The Galerian Complex
Emperor Galerius built Thessaloniki’s oldest standing building, the Rotonda. You can’t miss it – its unbroken, soaring space 30 meters in height is roughly two thirds the size of Rome’s Pantheon, and is adorned with magnificent mosaics, recently restored. As you descend from here towards the sea, you’ll pass the Kamara – an ornate triumphal arch commemorating victory over the Persians. Across Egnatia street the complex continues, ending in the excavation of a palace and octagon. The past and the present mingle harmoniously in Thessaloniki: these ancient monuments are now the backdrop for the lively student quarter.
The White Tower
This 15th century tower located on the seafront is landmark, meeting point, and museum. Now it is a beloved symbol of the city, but this was not always the case; the tower has a complex history. The White Tower was once the Tower of the Janissaries – the Ottoman elite infantry. Then it became a prison, taking the name the Tower of Blood. Wanting to revamp and modernize their image, the Ottomans then had it painted white, by a prisoner in exchange for his freedom. Over the years it has shed the vestiges of dark memory. This fascinating space now holds an atmospheric museum telling the story of the whole of Thessaloniki, spread out over several floors – a free audio guide in English narrates the tale. On top, revel in the views and take some photos while you orient yourself – the Music Hall and the coast of the elegant Kalamaria suburbs is to the east, and the harbor and historic center are to the west.

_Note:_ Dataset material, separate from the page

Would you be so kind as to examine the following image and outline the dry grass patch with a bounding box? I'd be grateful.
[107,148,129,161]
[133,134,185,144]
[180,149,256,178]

The church of Thessaloniki’s Patron Saint is one of the UNESCO World Heritage monuments of the city. Thessaloniki was liberated from Ottoman rule on the feast day of Agios Dimitrios – October 26th – in 1912. This large five-aisled basilica is a site of pilgrimage for many Orthodox Christians, and is crucial to the spiritual and cultural identity of many of Thessaloniki’s citizens. The original church dated to the 5th century, and after a fire a larger church was built on the same site in the 7th century. After burning again in the great fire of 1917, it remained in ruins for decades until being restored after WWII. Many original frescoes are visible, and the columns – which come in a great variety – are in part taken from previous structures, to wonderful effect. The church is built on what, according to oral tradition, was the site of Agios Dimitrios’ martyrdom. The former Roman Bathhouse is now the Crypt, and very much worth visiting.